As Rasson told The New York Times, the term spread among her friends in high school, at summer camp, and at college. In turn, those people introduced it to their own social circles. It finally hit the mainstream after Cain's video brought it to a wider audience on TikTok. In The Know's Kelsey Weekman appears to have been one of the first to report on the term's ascendance on TikTok.
The term is vague, which is part of what makes it so appealing
Cheuginess is subjective and open to interpretation. Cain told The New York Times that her group chat will debate (and disagree on) what is or isn't cheugy. The term indexes a variety of familiar aesthetics, like those of white millennial women, girlbosses, college campus Greek life, or "straight TikTok." Lorenz described it to Rolling Stone as "trying too hard with the trends."
That makes it the perfect kind of vague signifier, easily applied in a variety of very familiar contexts that resonate both with millennials and zoomers (members of Gen Z).
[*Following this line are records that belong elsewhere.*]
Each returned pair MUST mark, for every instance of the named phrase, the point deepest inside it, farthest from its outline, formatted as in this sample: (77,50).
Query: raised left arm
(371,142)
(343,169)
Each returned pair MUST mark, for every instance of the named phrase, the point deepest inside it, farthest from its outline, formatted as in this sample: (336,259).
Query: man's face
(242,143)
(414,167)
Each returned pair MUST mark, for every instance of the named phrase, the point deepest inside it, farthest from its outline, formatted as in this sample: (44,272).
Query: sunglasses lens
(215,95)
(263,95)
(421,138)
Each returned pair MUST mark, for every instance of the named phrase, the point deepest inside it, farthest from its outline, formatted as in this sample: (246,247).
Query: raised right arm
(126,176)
As Rolling Stone's Ej Dickson wrote, it's another installment in the online war between the neighboring generations, previously manifested through the playful slandering of skinny jeans and side parts, and even the writing of diss tracks in response.
Unlike other adjacent slang words - "local" or "basic" immediately come to mind - cheugy isn't as strongly negative, and it's also something with which some people self-identify. That sets it apart somewhat from its predecessors: describing someone as "local" or "basic" is indubitably judgmental, implying a kind of obliviousness or strict adherence to mainstream culture.
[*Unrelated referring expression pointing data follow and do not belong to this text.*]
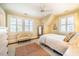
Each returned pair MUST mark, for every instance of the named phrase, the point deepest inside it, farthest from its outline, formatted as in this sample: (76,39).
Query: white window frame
(66,24)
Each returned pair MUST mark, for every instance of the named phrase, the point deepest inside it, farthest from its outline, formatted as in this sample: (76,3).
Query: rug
(32,49)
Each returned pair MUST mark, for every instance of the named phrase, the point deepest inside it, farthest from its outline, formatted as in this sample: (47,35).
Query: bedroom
(39,26)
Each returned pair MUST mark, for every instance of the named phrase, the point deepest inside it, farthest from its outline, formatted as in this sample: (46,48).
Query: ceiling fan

But cheugy isn't quite as harsh. As Abby Siegel, one of Rasson's friends who uses the term, told The New York Times, the term didn't have malicious intent. Part of the joke of it all is that everyone is likely a bit cheugy in one way or another.
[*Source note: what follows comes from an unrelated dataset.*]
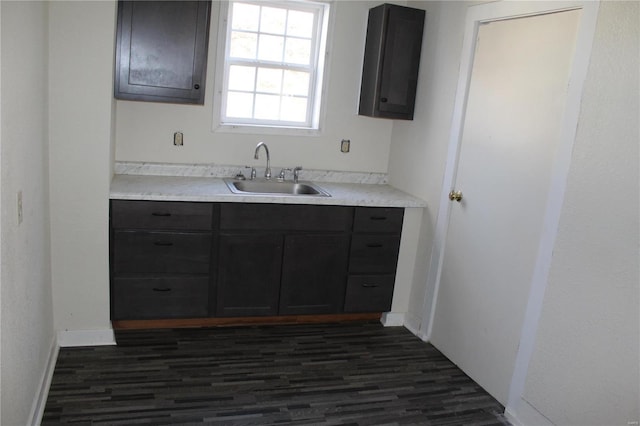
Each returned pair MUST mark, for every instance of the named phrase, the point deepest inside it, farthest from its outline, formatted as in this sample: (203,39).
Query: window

Some critics have called 'cheugy' misogynistic or classist
Like similar terms, some critics have said that the "cheugy" aesthetic plays into misogynistic and classist tropes about what kinds of items or cultural phenomena are perceived as out-of-touch. Many of those criticisms echo discourse around words like "basic," which has been used in ways that indicate class anxiety, as Anne Helen Peterson wrote for BuzzFeed News in 2014.
Cain responded to that initial criticism the day after posting her first TikTok, saying that cheugy is also applicable to brand-name products like Gucci belts. As The Cut's Mia Mercado wrote, other luxury items like Tiffany & Co. bracelets or Tory Burch sandals are also cheugy.
Others have also criticised cheugy for being misogynistic and indexing a particular kind of millennial womanhood. Similar criticisms were also levied against "basic." Noreen Malone wrote for The Cut in 2014 that the term seemed to target women who were into feminine things, critiquing their consumption habits (think Starbucks Pumpkin Spice Lattes or infinity scarves).
But as Dickson wrote for Rolling Stone, there's a distinction to be made between "bullying" women in a misogynistic way and making fun of trends they participate in. "Misogyny is insidious and takes many forms in our culture, but making fun of someone for posting Minion memes is not one of them," she wrote.
The cheugy aesthetic, while encapsulating a number of similar products or phenomena as "basic," can also be applied regardless of gender. It also seems to encapsulate a number of masculine tropes like the Barstool Sports catchphrase "Saturdays are for the boys" and hanging flags on a bedroom wall, which the @cheuglife Instagram account called "the epitome of male cheug interior design."
Ultimately, "cheugy" plays into a desire to taxonomize culture as a whole, assigning labels to aesthetics and trends. For zoomers who grew up watching the evolution of the "basic" aesthetic among millennials and are now falling into similar cycles themselves, cheugy is a way to capture that slight out-of-touchness. In this case, it also sets the stage for self-acceptance in a way that "basic" didn't.
"We all have a little cheug in us," Cain said in a follow-up to her original TikTok video.